This writer espouses individual liberty, free markets, and limited government.

Location: Jackson, Mississippi, United States

Monday, March 29, 2010

Netflix CEO Puts Cash Down "Open Primary" Rathole

On June 8, the California ballots will feature Proposition 14, a measure for a Louisiana-style "top two open primary,"[1] and the campaign is heating up.

According to the Sacramento Bee, Governor Arnold Schwarzenegger recently transferred $500,000 from his campaign account to the campaign in favor of Prop. 14.

Also, Ballot Access News reports that Reed Hastings, CEO of Netflix, last week gave $257,328 to the campaign for Prop. 14.

What would be the motivation of the CEO of Netflix to throw a quarter of a million dollars down a rathole? I was on the verge of joining Netflix, but I just decided to join Blockbuster instead. Besides, you can return Blockbuster’s DVDs to their brick-and-mortar stores.

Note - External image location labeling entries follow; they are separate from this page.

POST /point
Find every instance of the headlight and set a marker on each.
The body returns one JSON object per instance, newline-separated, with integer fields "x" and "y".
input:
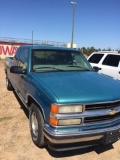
{"x": 66, "y": 109}
{"x": 65, "y": 122}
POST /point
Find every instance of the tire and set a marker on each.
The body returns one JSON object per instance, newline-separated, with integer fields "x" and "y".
{"x": 36, "y": 125}
{"x": 8, "y": 84}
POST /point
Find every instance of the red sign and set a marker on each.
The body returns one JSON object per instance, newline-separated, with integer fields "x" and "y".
{"x": 8, "y": 50}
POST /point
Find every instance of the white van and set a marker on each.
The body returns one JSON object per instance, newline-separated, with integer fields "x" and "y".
{"x": 106, "y": 62}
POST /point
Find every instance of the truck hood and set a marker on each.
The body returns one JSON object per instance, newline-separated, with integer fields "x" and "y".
{"x": 80, "y": 87}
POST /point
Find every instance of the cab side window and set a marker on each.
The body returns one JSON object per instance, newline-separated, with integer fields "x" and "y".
{"x": 95, "y": 58}
{"x": 23, "y": 60}
{"x": 16, "y": 57}
{"x": 111, "y": 60}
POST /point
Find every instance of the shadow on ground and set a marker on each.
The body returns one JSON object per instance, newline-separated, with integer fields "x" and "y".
{"x": 98, "y": 149}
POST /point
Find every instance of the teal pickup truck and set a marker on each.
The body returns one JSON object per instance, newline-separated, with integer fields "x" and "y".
{"x": 70, "y": 105}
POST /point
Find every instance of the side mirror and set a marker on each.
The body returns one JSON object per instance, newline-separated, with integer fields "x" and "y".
{"x": 17, "y": 70}
{"x": 96, "y": 69}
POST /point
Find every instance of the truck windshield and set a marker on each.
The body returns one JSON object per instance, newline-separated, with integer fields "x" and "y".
{"x": 58, "y": 60}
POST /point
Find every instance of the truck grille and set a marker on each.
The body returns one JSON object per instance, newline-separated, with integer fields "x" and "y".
{"x": 102, "y": 106}
{"x": 101, "y": 118}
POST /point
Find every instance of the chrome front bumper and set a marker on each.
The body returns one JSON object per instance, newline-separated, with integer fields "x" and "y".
{"x": 57, "y": 138}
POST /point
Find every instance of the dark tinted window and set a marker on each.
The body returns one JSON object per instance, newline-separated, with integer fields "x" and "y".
{"x": 95, "y": 58}
{"x": 23, "y": 58}
{"x": 112, "y": 60}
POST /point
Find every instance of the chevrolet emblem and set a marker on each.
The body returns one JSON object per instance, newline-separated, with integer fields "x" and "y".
{"x": 112, "y": 111}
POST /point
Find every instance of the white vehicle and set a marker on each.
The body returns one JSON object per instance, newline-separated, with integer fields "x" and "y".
{"x": 106, "y": 62}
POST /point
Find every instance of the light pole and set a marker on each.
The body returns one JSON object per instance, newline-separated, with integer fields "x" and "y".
{"x": 73, "y": 14}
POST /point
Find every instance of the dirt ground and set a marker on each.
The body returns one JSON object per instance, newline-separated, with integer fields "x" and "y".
{"x": 16, "y": 142}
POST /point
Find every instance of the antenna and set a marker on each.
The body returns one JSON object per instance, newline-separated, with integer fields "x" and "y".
{"x": 32, "y": 37}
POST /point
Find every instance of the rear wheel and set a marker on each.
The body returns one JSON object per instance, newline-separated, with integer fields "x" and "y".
{"x": 36, "y": 125}
{"x": 8, "y": 84}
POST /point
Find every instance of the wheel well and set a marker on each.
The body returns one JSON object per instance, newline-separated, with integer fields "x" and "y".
{"x": 31, "y": 100}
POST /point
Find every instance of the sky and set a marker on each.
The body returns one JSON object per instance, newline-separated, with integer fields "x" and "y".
{"x": 96, "y": 22}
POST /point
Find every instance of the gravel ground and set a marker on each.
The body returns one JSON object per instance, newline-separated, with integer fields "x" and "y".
{"x": 16, "y": 142}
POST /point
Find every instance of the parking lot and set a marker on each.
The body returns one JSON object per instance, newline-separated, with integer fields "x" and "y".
{"x": 15, "y": 140}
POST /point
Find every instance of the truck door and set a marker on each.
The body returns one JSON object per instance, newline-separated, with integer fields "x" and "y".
{"x": 20, "y": 79}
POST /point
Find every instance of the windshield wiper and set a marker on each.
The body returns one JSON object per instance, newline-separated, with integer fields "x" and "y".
{"x": 79, "y": 67}
{"x": 48, "y": 68}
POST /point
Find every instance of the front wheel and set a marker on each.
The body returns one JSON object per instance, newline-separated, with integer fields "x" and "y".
{"x": 8, "y": 84}
{"x": 36, "y": 125}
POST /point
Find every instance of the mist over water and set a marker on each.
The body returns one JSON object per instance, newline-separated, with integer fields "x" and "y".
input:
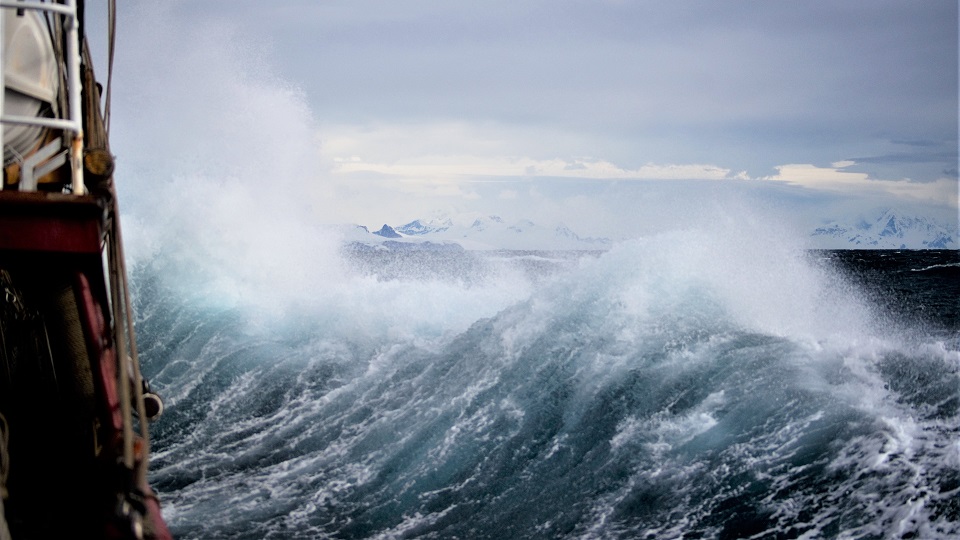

I guess Schwarzenegger doesn’t think he’s screwed up California quite enough yet, so he wants to add the “top two open primary” to his checkered legacy. In addition to Governor Ahnuld, these were among the backers of California’s 2004 “open primary” initiative: now-CIA director Leon Panetta (D), ex-Governor Pete Wilson (R), and ex-Los Angeles mayor Richard Riordan (R). And yet the voters still had the good sense to defeat this monstrosity, as it lost in 51 of the state’s 58 counties.

The opponents of the “open primary” (Prop. 62) raised enough money in 2004 to beat this abomination. I’m confident that they will again be able to get their message to the voters.

I am continually amazed that some independents and small party members support the “top two open primary.” I guess they don’t give a damn about having a chance to elect independents and small party candidates to office, since the final choice in the “top two” is almost always one Democrat and one Republican, two Democrats, OR two Republicans.

Incidentally, I wonder how the Netflix CEO arrived at such an oddball figure as $257,328.

Maybe that was what he had left in his petty cash account.


[1] All candidates, including independents, are listed on a single ballot. The top two vote-getters, regardless of party, advance to the runoff. The California proposal is for all state and congressional offices.